The fact is, Kennedy was walking a pretty thin line here. He had just botched the Bay of Pigs invasion and three of his officials had to resign over the failure. The best information we have today, is that his administration was planning the invasion to a depth of detail he was still dodging at the time of this speech, and at the same time he was tut-tutting the press for being too diligent in exploring the matter that was an embarrassment to him. But he also wanted to extoll the virtues of leaders in democratic societies welcoming criticism of their errors…and exploration of what those errors may be.

But genuinely welcoming such inspection? Really? History doesn’t support this.

And here it is 45 years later, the speech is hauled out and put on YouTube — just carefully cherry-picked pieces of it, though — to make the current presidency look bad. Yet in the final analysis, what JFK had to say about the communists, is fundamentally no different from what GWB has to say about the Islamo-fascists. It’s exactly the same argument. Our enemy is “monolithic” in all the ways that matter; our enemy is controlled, and therefore has a cosmetic advantage over our own society, which is free; we will ultimately prevail because our society works in greater harmony with the human spirit; but victory is only possible if we respect transparency and, at the same time, national security.

Neither President, when you parse the words all the way down, is supporting an idea that transparency should be absolute. The 35th and the 43rd have it in common that they’d like to keep some things under wraps.

And the secrecy carefully embraced by the Bay State President, as it relates to the matter he was addressing in his speech, was needed to protect his image and not to protect national security. Is the same true of our current President? Time will tell. Meanwhile, the clip is just so much bull. The words are correct. To suppose Kennedy would approve of the way it is shown, depends on how sincere, and intellectually honest, our former President would want to be. He had no standing to criticize our government as it operates today. Not as far as the secrecy-vs.-transparency issue.

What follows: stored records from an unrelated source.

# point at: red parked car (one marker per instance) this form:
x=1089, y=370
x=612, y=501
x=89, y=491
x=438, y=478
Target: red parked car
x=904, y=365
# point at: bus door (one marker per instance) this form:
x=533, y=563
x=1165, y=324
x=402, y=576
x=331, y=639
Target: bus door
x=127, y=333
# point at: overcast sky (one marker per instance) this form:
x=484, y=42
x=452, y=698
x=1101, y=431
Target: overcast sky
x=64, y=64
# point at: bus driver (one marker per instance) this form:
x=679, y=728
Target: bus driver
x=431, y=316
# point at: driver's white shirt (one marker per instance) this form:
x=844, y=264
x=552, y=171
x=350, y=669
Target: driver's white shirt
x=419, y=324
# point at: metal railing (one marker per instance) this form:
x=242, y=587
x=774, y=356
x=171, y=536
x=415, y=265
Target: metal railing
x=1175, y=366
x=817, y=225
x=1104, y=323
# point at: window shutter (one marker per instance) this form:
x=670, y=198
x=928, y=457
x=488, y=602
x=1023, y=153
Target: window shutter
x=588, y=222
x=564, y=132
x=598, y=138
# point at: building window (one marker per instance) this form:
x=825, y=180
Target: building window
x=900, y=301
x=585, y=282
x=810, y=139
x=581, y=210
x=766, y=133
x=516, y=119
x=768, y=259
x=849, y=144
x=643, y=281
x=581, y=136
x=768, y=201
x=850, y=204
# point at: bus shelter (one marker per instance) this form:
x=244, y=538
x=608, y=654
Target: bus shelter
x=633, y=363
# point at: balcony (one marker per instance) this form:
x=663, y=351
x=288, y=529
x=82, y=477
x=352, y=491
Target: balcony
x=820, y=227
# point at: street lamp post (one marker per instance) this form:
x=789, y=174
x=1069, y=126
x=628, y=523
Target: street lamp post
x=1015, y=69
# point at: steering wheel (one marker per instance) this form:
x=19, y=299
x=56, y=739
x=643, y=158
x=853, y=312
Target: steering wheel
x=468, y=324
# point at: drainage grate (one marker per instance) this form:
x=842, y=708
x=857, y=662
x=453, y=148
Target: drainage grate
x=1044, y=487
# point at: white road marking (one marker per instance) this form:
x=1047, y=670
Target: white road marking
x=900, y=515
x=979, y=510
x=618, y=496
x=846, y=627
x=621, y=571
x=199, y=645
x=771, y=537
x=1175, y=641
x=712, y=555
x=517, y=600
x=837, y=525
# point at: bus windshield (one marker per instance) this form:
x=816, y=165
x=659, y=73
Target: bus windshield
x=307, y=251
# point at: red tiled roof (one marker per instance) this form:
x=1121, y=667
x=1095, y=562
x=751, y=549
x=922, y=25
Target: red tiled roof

What’s sad is people take this kind of thing at face value. There’s actually a frame in the movie that says “GOOGLE MUTHAFUCKA, DO YA USE IT??” And if you really do use it, before you find something that embarrasses the White House, you find other things that embarrass the video…so the author of the clip better hope the answer is “no.” But in most cases, that’s the correct answer. People see images, they presume the Government is out to get ’em with every little thing it does, they find a couple quotes by Thomas Paine telling them this is what they’re supposed to be thinking, and they then labor under the belief that they must have noodled this through with some good mind-sweat, spent some good mental elbow-grease on it. All they’ve done is watch a five-minute video and believed every word in it without question.

And then if/when a Democrat takes the White House, they’ll stop being suspicious. They won’t outwardly admit that’s the process…but they’ll drop the “Big Brother’s Out To Get Me” act for forty-eight to ninety-six months straight. You won’t hear a peep out of ’em about it.

And then they’ll watch a made-for-TV movie about the Kennedy family, watch a few scenes with touch-football, Jackie in her pillbox hat, Bobbie courageously mouthing off at J. Edgar, and they’ll think they’ve become authorities on “Camelot.” Oh, I do hope people are better informed than that…before receding again into the world of Starbuck’s and Blockbuster and Krispy Kreme. I hope so. I doubt it.